Opening reception: Thursday, May 28, 2015, 6-8 pm
Artist Talk: 7 pm
Lora Reynolds is pleased to announce Hope Goes with Man to the Foot of the Gallows, an exhibition of photographs and sculpture by Colby Bird. This is the artist’s fourth solo presentation at Lora Reynolds Gallery.
Colby Bird’s most recent photographs are of objects (e.g., a candle, a rose, a statuette in a garden, a knife next to a raw steak) and a woman whose identity is never fully revealed.
The images are enlargements of Polaroid negatives (the component of instant film one peels away from the positive print and typically throws away). After scanning the negative and printing it large-scale, Bird paints each print with layers of wood stain until the paper is saturated. The resulting images have a velvety texture and a rich brown-black tone. Each image is cut in two, each half is framed separately, and the two halves pinch a piece of fruit between them (usually fresh produce, unless it is a likeness Bird carved from a block of wood).
This body of work is closely tied to Bird’s recent move from Brooklyn to upstate New York. Without the distractions of a major city, Bird’s thoughts have turned inward: toward evaluating his self-worth, his personal relationships, and ultimately, his mortality.
Bird embraces his own self-doubt, openly struggling to reconcile his determination to spend his life making art with the more traditional lifestyle he knew as a child. Artists are thinkers and dreamers—sometimes typecast as idlers—but Bird distances himself from any appearance of laziness. He prizes labor and obsessive hard work. By pursuing his practice every day—shooting pictures, painting prints with wood stain, sawing and sanding raw wood into sculptural form, and considering every moment and experience for potential inspiration—he fights off feelings of professional and intellectual inadequacy.
A new labor-intensive challenge Bird tackles with this body of work is the framing of his own photographs. His woodworking skills are far from masterful, but perfection is not the goal—Bird wants to establish a measure of economic accountability. Artwork is expensive, and its valuation is abstract and subjective. An example of a more straightforward transaction is paying a craftsman to frame a photograph. By framing his own prints, Bird is aligning his efforts with a profession more widely relatable than art-making and searching for concrete value and meaning in the objects he produces.
Despite the conceptual framework through which Bird filters his imagery—excessive labor, handmade frames, bisected photographs, slowly decaying fruit—at its core, the work is about love, loss, and self-reflection.
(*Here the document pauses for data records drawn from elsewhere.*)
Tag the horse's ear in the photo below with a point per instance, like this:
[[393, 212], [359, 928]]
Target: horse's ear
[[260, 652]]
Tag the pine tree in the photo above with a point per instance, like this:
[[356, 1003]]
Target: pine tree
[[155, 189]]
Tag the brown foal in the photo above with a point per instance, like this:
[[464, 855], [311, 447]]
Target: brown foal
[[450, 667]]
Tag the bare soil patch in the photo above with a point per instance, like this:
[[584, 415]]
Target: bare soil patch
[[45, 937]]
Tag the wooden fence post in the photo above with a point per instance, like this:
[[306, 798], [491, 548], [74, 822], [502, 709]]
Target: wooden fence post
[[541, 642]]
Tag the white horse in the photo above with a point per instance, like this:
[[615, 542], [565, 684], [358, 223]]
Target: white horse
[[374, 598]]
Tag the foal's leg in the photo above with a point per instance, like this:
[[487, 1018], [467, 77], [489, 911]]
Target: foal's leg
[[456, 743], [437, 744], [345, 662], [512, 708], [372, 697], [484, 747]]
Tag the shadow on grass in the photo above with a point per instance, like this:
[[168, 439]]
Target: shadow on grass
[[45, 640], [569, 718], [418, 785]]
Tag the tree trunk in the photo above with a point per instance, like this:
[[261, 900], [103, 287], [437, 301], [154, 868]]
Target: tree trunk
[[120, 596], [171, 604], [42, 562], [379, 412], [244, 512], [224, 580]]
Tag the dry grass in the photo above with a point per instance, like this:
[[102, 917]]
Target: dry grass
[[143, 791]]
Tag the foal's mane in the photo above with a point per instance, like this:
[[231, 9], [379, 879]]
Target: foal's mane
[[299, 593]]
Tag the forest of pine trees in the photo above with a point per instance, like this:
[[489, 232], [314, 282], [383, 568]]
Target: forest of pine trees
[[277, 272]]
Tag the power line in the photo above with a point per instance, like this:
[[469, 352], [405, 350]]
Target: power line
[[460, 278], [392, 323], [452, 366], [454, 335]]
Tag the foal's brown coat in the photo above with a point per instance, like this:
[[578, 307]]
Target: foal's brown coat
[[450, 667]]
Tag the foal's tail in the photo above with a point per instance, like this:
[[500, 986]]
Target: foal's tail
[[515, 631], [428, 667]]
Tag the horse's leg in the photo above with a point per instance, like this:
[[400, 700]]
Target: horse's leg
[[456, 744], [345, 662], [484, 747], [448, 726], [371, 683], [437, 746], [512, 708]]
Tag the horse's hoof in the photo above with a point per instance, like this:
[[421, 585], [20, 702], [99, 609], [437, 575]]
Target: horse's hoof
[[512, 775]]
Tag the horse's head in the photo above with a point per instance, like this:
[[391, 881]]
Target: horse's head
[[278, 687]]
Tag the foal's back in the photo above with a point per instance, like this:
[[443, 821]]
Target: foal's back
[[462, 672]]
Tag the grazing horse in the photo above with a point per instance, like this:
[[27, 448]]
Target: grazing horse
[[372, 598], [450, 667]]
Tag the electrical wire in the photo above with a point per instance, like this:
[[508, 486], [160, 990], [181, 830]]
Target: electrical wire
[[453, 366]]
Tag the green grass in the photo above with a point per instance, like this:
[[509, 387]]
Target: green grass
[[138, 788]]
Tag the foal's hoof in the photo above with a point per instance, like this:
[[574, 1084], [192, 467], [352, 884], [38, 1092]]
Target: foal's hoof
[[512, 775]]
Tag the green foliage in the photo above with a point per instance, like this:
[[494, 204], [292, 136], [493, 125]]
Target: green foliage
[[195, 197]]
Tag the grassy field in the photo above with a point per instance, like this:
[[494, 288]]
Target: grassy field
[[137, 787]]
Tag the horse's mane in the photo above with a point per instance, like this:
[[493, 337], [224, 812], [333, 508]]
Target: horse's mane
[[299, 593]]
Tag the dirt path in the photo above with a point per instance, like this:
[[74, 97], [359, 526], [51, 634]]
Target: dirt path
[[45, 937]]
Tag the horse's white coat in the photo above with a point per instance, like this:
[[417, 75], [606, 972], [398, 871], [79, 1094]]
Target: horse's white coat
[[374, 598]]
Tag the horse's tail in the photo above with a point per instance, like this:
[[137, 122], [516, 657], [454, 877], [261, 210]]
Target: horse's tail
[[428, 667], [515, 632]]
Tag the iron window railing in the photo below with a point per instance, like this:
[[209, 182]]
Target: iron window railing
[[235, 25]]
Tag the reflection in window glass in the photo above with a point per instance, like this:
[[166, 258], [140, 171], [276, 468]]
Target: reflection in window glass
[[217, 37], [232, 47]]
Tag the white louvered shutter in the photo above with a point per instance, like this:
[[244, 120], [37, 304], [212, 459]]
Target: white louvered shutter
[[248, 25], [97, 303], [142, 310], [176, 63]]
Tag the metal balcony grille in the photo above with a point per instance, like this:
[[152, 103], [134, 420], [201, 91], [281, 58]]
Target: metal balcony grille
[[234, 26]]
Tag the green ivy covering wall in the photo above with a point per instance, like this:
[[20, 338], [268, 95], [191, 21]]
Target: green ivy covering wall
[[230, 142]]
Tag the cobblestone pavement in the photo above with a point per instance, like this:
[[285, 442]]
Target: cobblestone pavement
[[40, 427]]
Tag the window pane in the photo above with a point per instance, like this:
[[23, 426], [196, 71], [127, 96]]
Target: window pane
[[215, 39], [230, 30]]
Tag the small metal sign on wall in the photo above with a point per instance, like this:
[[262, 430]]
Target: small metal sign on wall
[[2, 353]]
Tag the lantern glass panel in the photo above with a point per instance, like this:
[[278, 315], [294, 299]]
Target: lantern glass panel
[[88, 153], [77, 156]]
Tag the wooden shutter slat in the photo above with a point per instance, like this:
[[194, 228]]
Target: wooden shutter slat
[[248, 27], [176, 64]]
In Hope Goes with Man to the Foot of the Gallows, Bird pulls back the veil of propriety to hint at his own personal insecurities, feelings of guilt, and pursuit of pleasure.
Colby Bird was born in Austin in 1978. He has had solo exhibitions at the University Galleries at Texas State University (San Marcos), Okay Mountain (Austin), and in New York, Los Angeles, and East Hampton. He has participated in exhibitions at the Aspen Art Museum, Drawing Center (New York), Autocenter (Berlin), Hagedorn Foundation Gallery (Atlanta), and Arthouse at the Jones Center (Austin). Bird lives and works in Coxsackie, New York.